In the year since Belinko announced his retirement, he has spent much of his time grooming his replacement. Mike Sye has been acting county athletics coordinator since January.
Sye said he knows he has big shoes to fill and is ready for the challenge of taking over for Belinko. Sye is familiar with the county as he has served as athletics director at Woodlawn High School the last 12 years. The 40-year-old is also a 1990 graduate of the school.
“Ron Belinko is a living legend, not only in the county, but throughout the country,” Sye said. “He has done a tremendous job building the athletics programs in the county and has left a great foundation for me to build upon.
“I’m lucky that I’ve had the last several months to work under him as he assists with this transition. He’s been a true mentor and he will definitely be missed.”

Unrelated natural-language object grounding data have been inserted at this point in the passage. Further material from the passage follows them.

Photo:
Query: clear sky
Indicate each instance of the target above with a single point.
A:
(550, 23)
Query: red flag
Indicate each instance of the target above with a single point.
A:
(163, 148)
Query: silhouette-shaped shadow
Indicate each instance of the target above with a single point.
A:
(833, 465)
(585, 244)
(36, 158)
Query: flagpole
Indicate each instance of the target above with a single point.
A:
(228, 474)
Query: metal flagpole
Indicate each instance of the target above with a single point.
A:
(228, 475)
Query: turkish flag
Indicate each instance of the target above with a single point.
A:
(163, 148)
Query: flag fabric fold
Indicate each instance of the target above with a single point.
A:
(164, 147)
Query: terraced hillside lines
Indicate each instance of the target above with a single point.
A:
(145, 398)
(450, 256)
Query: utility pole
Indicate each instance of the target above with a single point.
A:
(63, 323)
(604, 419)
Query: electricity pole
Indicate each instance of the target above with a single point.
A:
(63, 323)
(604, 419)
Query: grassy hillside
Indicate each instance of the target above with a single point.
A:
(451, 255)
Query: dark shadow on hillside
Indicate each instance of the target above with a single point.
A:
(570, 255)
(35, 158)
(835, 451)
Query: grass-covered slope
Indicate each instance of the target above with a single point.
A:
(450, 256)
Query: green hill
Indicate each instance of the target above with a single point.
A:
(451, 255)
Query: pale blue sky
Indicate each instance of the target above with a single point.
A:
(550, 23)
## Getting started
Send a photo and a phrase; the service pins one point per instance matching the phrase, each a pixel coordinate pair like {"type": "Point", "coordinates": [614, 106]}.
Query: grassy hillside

Veteran Kenwood athletics director Derek Maki shared a similar sentiment.
Maki said other districts have modeled their sports programs after Baltimore County's thanks to Belinko's work. Maki is also grateful for Belinko's encouragement and mentorship that has led to many of the county athletic directors earning national certification.
Personally, Maki said, Belinko was influential and supportiuve of him in his roles as a coach, county soccer representative and athletics director. He also influenced Maki to get involved in the Maryland State Athletics Directors Association, of which he now serves as president.
"Ron Belinko has touched thousands of lives and was able to positively impact our community in ways most people never will," Maki said.
As for the future, Belinko said he plans on spending more time at his beach house in Bethany Beach. He also plans on remaining active with the National Interscholastic Athletic Administrators Association, which in December honored him with its 2011 Frank Kovaleski Professional Development Award.
The national award recognizes Belinko’s “county, state, and national contributions to professional development for athletic administrators,” according to a news release.
“Right now, I plan on taking it easy this summer,” Belinko said. “It’s definitely going to be a little weird once the summer ends because I’m going to miss going out and watching games and tournaments to view the fruits of my labor. But there comes a time when you just have to stop and smell the roses.”